The Supreme, in favor of the taxpayer

Allows you to deduct more for an inherited or donated home for rent

The Supreme Court has given joy to those taxpayers who have rental homes from an inheritance or donation

The Supreme Court has given joy to those taxpayers who have rental homes from an inheritance or donation. Contrary to the interpretation of the Tax Agency, it has declared in a sentence of September 15, that the amortization expense, which taxpayers can deduct in their personal income tax, must be calculated on the real value of the home, declared in Inheritance and Donations Tax (ISyD), and not on the value of expenses and taxes paid for the acquisition, as estimated by the Treasury. This in practice means that the taxpayer can deduct more amount.

"The amortization of the property is one of the most common expenses that can be deducted by taxpayers who obtain income from the lease of a property. It is also an amount applicable each year, which is calculated on the value of the construction (the land is not amortized). And that, depending on the value of the property, it can have an interesting amount ”, says José María Salcedo, partner of the Ático Jurídico law firm.

Specifically, the Personal Income Tax Law allows a deduction of 3% of the satisfied acquisition cost or of the cadastral value. The problem arises when the property was acquired by inheritance or donation, so there was no acquisition price as such. In fact, the Treasury and the Courts maintain contradictory positions in this regard and especially on the “satisfied acquisition cost”.

For the Treasury "the acquisition cost satisfied" in an inherited or donated home is the cost paid in the Inheritance and Donations Tax, in the municipal capital gain, in the expenses of notary, registration, etc. Therefore, the 3% amortization will be applied to the greater of the expenses and taxes or the cadastral value of the property.

But, on the other hand, the Supreme Court and some Courts, such as the Superior of Justice of the Valencian Community or that of the Basque Country, hold a different criterion: they consider that "the acquisition cost satisfied" must be "the declared value of the asset to Effects of Inheritance and Gift Tax ”, plus acquisition expenses, as Salcedo recalls.

The Valencia TEAR was also favorable to this interpretation, and in recent months, it had been canceling the settlements issued by the Tax Agency, in which taxpayers were prevented from amortizing the value of the property according to the value declared in the ISyD. At the same time, said Court also considered the requests for rectification of personal income tax, raised for this reason.
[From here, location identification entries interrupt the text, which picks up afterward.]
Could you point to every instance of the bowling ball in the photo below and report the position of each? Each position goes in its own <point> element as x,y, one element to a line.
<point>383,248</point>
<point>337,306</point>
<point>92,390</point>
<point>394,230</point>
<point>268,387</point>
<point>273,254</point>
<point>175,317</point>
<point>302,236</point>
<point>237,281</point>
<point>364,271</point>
Although the matter was on the table of the High Court, the Treasury has not waited to know the decision of the Supreme Court and has dedicated itself to initiating sanctioning procedures against many taxpayers who amortized their properties according to the value declared in the ISyD. The Treasury alleged that “there was an omission of the due diligence since the regulations expressly regulate the requirements for the expenses to be tax deductible without this conduct being able to be protected by a reasonable interpretation of the norm. There is no involuntary error or a simple discrepancy of criteria regarding the content and scope of the provision, which shows the intentional element, understanding that the offense has been committed. "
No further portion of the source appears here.